The best bet for an open voting system would be code based on NetBSD or OpenBSD, embedded in nonremovable flash on the mainboard of the device. The device would also require a serial or USB-driven touchscreen, as well as a USB-connected, embedded printer. Code updates to the device would not be allowed via the touchscreen, but rather through a certificate or key-secured USB or serial connection.
Such a device would be less complex than a McDonald's cash register, running extremely basic, open code that's been hardened for years, and can be easily reduced to only the required functions. There's no reason it couldn't be cheap, simple, and extremely easy to produce. Further, it should easily handle being mothballed for a year or two between elections.
Detractors will claim that if the code is open, anyone planning to commit fraud will have the blueprints to circumvent the security of the system. The ever-growing adoption of open source software in businesses large and small, as well as the Internet's reliance on open source solutions, provides evidence to the contrary. For example, open cryptography solutions are no less secure than their closed counterparts. In fact, one could argue that they're more secure, given that complete code visibility greatly reduces the potential for backdoors.

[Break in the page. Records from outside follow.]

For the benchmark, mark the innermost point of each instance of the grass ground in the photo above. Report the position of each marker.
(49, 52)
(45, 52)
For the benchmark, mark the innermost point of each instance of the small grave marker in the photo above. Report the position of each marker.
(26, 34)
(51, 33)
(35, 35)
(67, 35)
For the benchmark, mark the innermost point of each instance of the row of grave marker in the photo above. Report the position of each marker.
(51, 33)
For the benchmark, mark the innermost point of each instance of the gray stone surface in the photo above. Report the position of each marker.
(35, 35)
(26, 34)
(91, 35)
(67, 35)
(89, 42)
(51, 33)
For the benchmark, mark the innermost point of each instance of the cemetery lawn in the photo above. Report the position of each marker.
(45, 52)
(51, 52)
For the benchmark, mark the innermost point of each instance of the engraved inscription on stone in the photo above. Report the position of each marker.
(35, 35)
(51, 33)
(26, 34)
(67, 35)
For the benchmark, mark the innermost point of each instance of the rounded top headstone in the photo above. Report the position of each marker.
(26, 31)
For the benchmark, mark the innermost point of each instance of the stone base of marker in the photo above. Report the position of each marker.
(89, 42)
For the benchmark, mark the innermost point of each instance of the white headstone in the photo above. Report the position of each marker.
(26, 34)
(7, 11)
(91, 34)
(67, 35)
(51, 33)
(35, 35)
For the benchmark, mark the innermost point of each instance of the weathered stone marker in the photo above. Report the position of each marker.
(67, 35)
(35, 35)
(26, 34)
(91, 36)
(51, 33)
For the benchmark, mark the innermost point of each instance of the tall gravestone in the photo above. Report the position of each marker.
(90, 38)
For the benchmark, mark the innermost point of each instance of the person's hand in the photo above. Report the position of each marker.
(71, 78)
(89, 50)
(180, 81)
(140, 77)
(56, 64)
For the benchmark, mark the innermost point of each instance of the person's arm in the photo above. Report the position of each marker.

Open Elections Require Open Systems
Ultimately, the call for open source e-voting systems isn't as much about open source software as it is about securing our inalienable right to legitimate elections. It just so happens that open source is the best way to accomplish that goal.
If the past few elections are any indication, secure voting machines are essential to political legitimacy. With machines sold by companies that produce far more secure ATMs than voting systems, something must change, especially as the inaccuracies and irregularities incurred by these systems continue to mount. No effective steps have been taken by the government thus far to address the integrity of our vote, other than small measures by state and county governments that have already blown budgets on insecure systems.
In 2002, Congress passed the Help America Vote Act in response to the hanging-chad debacle of Florida's 2000 presidential elections. The act's main thrust was to provide money to states to replace outdated punch-card- and lever-based voting systems with optical-scan or touchscreen models. The act largely accomplished that goal, filling the coffers of closed source voting system manufacturers. In doing so, the act may have inadvertently placed the country in a worse situation, given how difficult it is to rig large numbers of votes with punch card or lever systems. By contrast, a single poorly designed e-voting machine can be used to covertly modify large numbers of votes.
Of course, even with a paper ballot cast in a locked box, there have never been fail-safe assurances that any given vote has been counted and recorded. Human error and malfeasance are sure to be constants.